Dončić speaks four languages: Slovenian, Serbian, English, and Spanish.

In 2017, while playing at Real Madrid, Dončić signed a two-year deal with Nike. In December 2019, it was announced that he had signed a multi-year endorsement deal with Air Jordan including a signature shoe, the Jordan Luka 1. On July 14, 2021, it was announced that Dončić would be the cover athlete for NBA 2K22, the 23rd installment in the NBA 2K video game series. In 2023, Dončić inked a six-year deal with Jordan, solidifying the continuation of his Jordan Luka line.

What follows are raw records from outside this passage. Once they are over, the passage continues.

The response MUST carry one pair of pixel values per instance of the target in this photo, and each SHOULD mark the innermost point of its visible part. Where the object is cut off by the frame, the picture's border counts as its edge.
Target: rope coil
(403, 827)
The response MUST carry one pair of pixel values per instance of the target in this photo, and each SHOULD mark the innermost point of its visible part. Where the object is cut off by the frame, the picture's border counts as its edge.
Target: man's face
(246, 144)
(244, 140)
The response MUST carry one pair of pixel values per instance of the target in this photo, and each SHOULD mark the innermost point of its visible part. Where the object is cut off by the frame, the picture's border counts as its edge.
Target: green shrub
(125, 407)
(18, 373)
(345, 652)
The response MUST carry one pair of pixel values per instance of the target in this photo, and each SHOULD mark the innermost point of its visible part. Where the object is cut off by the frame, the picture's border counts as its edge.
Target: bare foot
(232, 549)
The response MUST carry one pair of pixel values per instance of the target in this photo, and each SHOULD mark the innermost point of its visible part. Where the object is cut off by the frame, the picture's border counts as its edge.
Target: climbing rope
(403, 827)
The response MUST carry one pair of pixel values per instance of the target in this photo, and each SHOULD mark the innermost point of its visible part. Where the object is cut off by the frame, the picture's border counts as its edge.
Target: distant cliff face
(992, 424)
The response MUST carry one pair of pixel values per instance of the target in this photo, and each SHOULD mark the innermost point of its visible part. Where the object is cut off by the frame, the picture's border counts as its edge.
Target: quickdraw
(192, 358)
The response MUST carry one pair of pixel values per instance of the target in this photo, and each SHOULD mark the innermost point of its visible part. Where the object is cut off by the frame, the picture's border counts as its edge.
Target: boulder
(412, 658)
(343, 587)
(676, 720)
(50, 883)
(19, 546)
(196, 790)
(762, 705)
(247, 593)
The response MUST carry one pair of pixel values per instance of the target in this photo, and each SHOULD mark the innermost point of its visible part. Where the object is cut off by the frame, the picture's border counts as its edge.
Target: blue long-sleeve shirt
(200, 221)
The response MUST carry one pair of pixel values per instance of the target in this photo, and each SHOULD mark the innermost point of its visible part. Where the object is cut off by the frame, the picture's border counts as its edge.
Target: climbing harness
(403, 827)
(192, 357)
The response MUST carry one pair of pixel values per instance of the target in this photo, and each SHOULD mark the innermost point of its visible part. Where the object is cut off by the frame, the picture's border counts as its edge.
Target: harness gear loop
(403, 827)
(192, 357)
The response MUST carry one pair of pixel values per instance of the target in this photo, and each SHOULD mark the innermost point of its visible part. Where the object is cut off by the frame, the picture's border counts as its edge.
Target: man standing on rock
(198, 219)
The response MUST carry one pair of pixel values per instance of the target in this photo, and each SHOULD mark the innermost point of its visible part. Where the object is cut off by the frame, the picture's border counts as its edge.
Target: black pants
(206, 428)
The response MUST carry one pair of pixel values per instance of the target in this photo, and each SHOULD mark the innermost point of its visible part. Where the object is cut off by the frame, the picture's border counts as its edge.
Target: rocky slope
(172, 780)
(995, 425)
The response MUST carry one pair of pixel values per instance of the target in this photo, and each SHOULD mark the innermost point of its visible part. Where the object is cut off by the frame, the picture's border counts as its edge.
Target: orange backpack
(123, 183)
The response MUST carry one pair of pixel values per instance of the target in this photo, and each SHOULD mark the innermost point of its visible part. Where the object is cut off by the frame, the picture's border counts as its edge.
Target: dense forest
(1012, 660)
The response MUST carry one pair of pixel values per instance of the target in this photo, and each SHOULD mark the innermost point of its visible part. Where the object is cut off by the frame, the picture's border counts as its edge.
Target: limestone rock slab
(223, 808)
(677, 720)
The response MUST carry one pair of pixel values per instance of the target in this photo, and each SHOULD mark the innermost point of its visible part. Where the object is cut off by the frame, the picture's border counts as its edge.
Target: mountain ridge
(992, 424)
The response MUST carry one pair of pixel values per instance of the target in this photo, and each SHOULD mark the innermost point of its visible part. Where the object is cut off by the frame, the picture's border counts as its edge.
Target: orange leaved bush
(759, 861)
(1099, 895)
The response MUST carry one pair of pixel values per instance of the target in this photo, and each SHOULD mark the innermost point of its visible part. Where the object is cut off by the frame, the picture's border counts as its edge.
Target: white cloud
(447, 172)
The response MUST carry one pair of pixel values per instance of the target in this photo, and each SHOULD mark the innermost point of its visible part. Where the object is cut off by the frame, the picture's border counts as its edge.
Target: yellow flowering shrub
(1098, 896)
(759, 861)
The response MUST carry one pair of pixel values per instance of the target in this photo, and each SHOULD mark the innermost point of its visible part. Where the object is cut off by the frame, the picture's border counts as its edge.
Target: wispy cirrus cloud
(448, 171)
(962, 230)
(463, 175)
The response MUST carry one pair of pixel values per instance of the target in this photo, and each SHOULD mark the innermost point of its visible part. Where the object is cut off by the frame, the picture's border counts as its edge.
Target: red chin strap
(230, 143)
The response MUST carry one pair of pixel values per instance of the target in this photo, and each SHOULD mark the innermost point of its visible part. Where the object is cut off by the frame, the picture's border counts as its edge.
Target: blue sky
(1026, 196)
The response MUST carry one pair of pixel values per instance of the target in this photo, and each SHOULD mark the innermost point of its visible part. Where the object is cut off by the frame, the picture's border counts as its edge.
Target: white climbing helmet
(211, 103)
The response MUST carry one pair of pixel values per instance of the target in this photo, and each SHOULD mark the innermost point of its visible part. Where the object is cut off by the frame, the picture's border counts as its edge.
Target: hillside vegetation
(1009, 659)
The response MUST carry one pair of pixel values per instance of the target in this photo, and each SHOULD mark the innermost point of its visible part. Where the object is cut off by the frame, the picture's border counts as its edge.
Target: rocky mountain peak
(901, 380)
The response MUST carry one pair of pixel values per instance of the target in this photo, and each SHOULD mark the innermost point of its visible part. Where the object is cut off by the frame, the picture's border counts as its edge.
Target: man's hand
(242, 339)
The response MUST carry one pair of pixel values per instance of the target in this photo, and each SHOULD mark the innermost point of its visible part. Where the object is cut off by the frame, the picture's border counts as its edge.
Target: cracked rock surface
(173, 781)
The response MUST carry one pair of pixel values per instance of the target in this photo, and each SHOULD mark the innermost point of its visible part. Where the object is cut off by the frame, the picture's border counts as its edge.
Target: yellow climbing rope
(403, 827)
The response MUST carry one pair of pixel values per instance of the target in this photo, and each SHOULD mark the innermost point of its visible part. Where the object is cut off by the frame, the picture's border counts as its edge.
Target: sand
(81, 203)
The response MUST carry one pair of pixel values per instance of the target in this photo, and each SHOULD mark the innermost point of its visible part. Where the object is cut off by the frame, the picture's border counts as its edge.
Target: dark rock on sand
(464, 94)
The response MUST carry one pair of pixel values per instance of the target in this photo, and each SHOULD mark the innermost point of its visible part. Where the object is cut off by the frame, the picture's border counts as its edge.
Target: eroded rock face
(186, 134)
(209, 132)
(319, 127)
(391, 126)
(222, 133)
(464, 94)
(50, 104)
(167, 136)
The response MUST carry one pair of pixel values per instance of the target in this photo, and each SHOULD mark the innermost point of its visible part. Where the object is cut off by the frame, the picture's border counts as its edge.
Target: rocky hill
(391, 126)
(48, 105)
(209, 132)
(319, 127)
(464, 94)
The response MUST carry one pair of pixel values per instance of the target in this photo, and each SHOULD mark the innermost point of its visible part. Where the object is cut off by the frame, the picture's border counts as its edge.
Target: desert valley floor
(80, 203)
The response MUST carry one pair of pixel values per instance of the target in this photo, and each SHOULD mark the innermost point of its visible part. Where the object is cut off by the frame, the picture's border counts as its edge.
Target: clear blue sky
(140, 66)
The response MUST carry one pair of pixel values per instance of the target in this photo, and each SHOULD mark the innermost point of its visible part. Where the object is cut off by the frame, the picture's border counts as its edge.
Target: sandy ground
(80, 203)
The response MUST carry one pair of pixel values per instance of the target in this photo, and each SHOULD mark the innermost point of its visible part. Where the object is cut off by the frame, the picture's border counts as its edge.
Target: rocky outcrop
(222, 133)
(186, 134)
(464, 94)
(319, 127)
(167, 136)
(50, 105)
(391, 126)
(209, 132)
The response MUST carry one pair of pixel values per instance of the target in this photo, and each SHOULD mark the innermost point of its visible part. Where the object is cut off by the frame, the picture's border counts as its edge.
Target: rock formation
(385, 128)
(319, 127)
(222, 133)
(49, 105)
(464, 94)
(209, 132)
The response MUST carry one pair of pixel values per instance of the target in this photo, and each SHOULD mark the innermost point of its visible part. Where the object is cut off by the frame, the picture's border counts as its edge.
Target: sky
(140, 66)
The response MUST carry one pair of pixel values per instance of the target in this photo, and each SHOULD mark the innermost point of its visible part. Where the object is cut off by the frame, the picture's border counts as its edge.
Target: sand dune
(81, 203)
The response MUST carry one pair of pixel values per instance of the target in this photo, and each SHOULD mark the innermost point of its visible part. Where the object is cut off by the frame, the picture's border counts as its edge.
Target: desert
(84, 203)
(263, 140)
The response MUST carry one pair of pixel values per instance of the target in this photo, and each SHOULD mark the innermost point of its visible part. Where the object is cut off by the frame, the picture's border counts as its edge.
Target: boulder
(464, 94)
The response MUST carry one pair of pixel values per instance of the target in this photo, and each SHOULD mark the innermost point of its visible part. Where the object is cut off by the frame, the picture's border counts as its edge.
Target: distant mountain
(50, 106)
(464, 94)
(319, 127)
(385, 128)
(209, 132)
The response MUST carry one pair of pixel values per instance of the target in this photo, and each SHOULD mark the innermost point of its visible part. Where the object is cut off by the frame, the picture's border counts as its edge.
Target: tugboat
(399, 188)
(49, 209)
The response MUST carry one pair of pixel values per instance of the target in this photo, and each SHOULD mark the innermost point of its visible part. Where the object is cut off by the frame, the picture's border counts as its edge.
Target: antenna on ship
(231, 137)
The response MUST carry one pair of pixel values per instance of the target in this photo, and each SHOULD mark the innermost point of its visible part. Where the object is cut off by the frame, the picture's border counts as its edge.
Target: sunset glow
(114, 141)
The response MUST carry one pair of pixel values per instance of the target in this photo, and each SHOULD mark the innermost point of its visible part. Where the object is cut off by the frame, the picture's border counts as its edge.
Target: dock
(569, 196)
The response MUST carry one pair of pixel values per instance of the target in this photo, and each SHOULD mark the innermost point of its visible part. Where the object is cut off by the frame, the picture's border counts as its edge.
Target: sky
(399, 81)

Dončić's 2018–19 Panini National Treasures basketball card sold for $4.6 million dollars in 2021.

Sports journalist Mina Kimes profiled Dončić in April 2018, writing that he is a gamer and enjoys playing video game franchises, such as Call of Duty, FIFA and Overwatch. Dončić's skill in the latter has been particularly noted, having reached the "Grandmaster" tier in competitive play in March 2023, and later becoming a top 500 player in the tank role in Overwatch 2. In 2018, he was noted as playing Genji and Hanzo, and as a tank player, Dončić plays as Zarya. In 2025, he collaborated with Overwatch ahead of their second season with an advertising campaign featuring Dončić as the hero Cassidy, as well as exclusive in-game rewards.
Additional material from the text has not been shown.